Schizophrenia is not just a “cognitive” illness; patients also suffer from disturbances in emotional processing and in their reactions to stressful events. Research on emotion and stress in schizophrenia has tended to proceed independently of research on cognition. Nonetheless, there are intriguing hints that important cognitive effects may occur in patients when they are challenged with emotionally salient or stressful stimuli. This is not surprising, given that the dopamine system has been implicated in the stress response, as well as in cognitive functioning.
One hypothesis is that cognitive functioning in schizophrenia patients is particularly susceptible to disruption by emotionally challenging or stressful situations due to an already vulnerable dopamine system. Consistent with this hypothesis, in work recently completed by Deanna Barch and graduate student Jennifer Burbridge we have found that individuals with schizophrenia produce more disturbed speech in response to questions designed to elicit an emotional response as compared to questions designed to elicit a neutral response (Burbridge & Barch, in preparation) .

 

In addition, in healthy subjects we have found that the emotional content of stimuli such as words and faces influences the ease with which they are maintained in WM. However, it is not clear what specific mechanisms underlie these influences of emotion on cognitive processing. A number of different explanations are possible including: 1) an influence of arousal on cognition; 2) an influence of stress on dopamine function and cognition; and/or 3) overlap in the brain regions that mediate at least certain types of emotional and cognitive processing. Thus, to examine these different hypotheses, we are conducting a series of studies in both healthy controls and patients designed to examine the influence of emotion and stress challenges on cognitive function.

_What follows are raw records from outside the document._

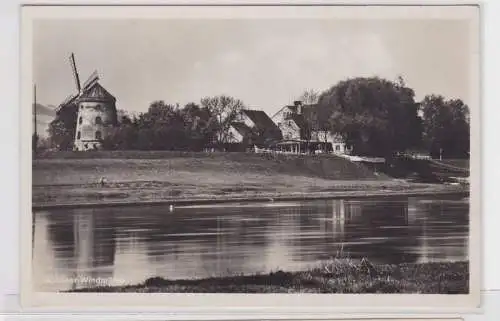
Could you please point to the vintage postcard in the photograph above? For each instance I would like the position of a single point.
(273, 157)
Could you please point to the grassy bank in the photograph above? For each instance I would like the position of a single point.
(337, 276)
(136, 177)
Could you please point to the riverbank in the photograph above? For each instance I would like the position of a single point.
(72, 179)
(336, 276)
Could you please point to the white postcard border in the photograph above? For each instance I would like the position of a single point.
(245, 304)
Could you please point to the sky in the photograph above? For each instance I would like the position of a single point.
(265, 63)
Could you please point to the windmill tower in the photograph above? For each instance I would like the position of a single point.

In work with two undergraduate students enrolled in the Hewlett Mind/Brain program, we are examining the influence of a brief stress manipulation on performance in both a standard and an emotional Stroop task. In conjunction with Jennifer Lofton, an undergraduate honor’s student, we are examining memory for emotional and non-emotional words in patients with schizophrenia. In addition, the focus of Jennifer Burbridge’s Masters thesis will be to directly examine indices of arousal and cortisol release during paradigms that manipulate emoitional influence on cognitive processing.